火炎ではなく、熱の塊のような槍が俺たちが居た場所を貫き焼け跡を残す。

火の魔法の系列じゃない。

考えられるとすれば異能によるものか、それとも。


「弊社の『商品』は回収義務がございまして」


空から降ってきてのはスーツを着た背の高い男だった。

その顔はアジア系のルーツが混じっていそうではあるが、純日本人ではないことは確かだろう。

そしてこの男が何から(・・・)降りてきたのか。

それは竜だった。

俺たちが葬った竜もどきと同じく、翼の生えた蜥蜴のような巨体と、両目とすげ替えられた機械装置。


最悪なのは、一体ではないという点か。


「ハッ、お前がこいつに玩具を渡した野郎か。

テロリストの片棒担ぐってのがどういう意味かわからねえ訳じゃねえよな?」


「これはこれは。

『金の狩人』倉識ソラ殿と見受けられます。

私どもはあくまで商売人。ゆえに顧客がその商品を何に用いるかまでの責任は負いかねます」


「ぶち殺されてえのか、青スーツ野郎」


倉識教官は大分お冠だが、正直状況的には分が悪い。

落下するように着地した二体の竜もどき。

先ほど葬ったものと同じようにやはり穢されている。死肉を背負い腐臭を漂わせる異形。

使う魔法もまた先ほどの『爆破』とはまた違うということは知っている。


「おっと、通信機器の類いは制限させていただいております。

何分弊社は機密ばかりゆえ、お許しください」


恐らくセラが首に巻くチョーカー型の端末をシークレットモードで操作していたのだろう。

この男の姿形、声や仕草に至るまで。

録音録画しておく必要は大いにある。

だがそれは叶わなかったのだろう。俺も同じように右奥歯を二回鳴らし起動を試みたがうんともすんとも言わない。


狩人モデルの端末は非常に頑丈だ。耐水耐衝はもとより磁気異常や気圧の高低にもかなり強かったはずだ。
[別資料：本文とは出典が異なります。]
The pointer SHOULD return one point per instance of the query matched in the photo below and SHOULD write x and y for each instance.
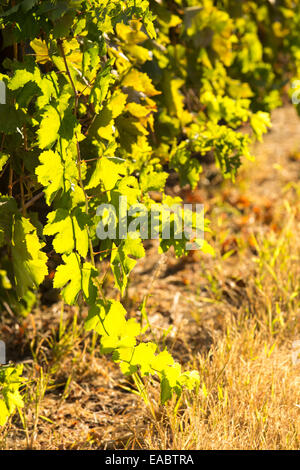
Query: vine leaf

それを限定的とはいえこうも手軽に封じるとなれば益々厄介な手合いだ。


「お引き取りください。今の貴女方では私とこの二体の相手は難しいでしょう」


青筋を浮かべる倉識教官。その一挙手一投足をせめて記憶しようと注視しているセラ。

ここは引くしかないだろう。

竜という当面の危機は排除した。

新たな問題が浮上したが、ひとまず生徒の避難は叶ったのだ。

後は大人に任せるのが賢明だ。


「ふふ。流石に『金』ともなればタダでは引けぬようですね。

でしたら理由を差し上げましょう」


スーツの男が右手を俺たちに向けてかざす。

その腕を取り巻く展開円と同時に、男の両脇の竜もどきたちの全身の至るところに展開円が浮かぶ。

竜の魔法の一斉掃射だ。


「チッ! ……ぜってえ殺す。覚えとけ」


奥歯を噛み割らんとするレベルで睨みきった倉識教官。

セラも退避の構えだ。

当然俺もこんな物量の海を泳ぐ気はない。


「では、さようなら」


その声と同時に鼓膜を叩く爆音と視界を揺らす衝撃が溢れる。

逃げる理由を与えられ、俺たちはその場を後にせざるを得なかった。




━━━




「教官、あの男は」


神田総合型獣管理所の森林区画を走る風霧セラ。

その足取りは軽くとも表情は重い。


「恐らく『鎖木くさりぎの植物園』の構成員、つまりは世界の敵だ」


物々しい返しをしたのは国立狩人養成所斑鳩校1-Aの監督教師、倉識ソラ。

大剣は背に留められ、今はセラと同じく地を駆けている。

一刻も早く事態を報せなければならない。

そういった思いで二人(・・)は順路を走り抜ける。


「………………オイ、月詠つくよみはどうした」


「……えっ? 」


二人だけ。

あと一人、いるべき人物がこの場にはいなかった。

急ブレーキを掛け止まり、辺りを見回す二人。

あの灰眼の少年の姿はどこにもない。


あの身の軽さでまさか自分達より先を行ったのなら、それはそれでいい。

だがそうではない場合。

例えば、得体の知れない男と竜もどき二体に相対していたとしたら。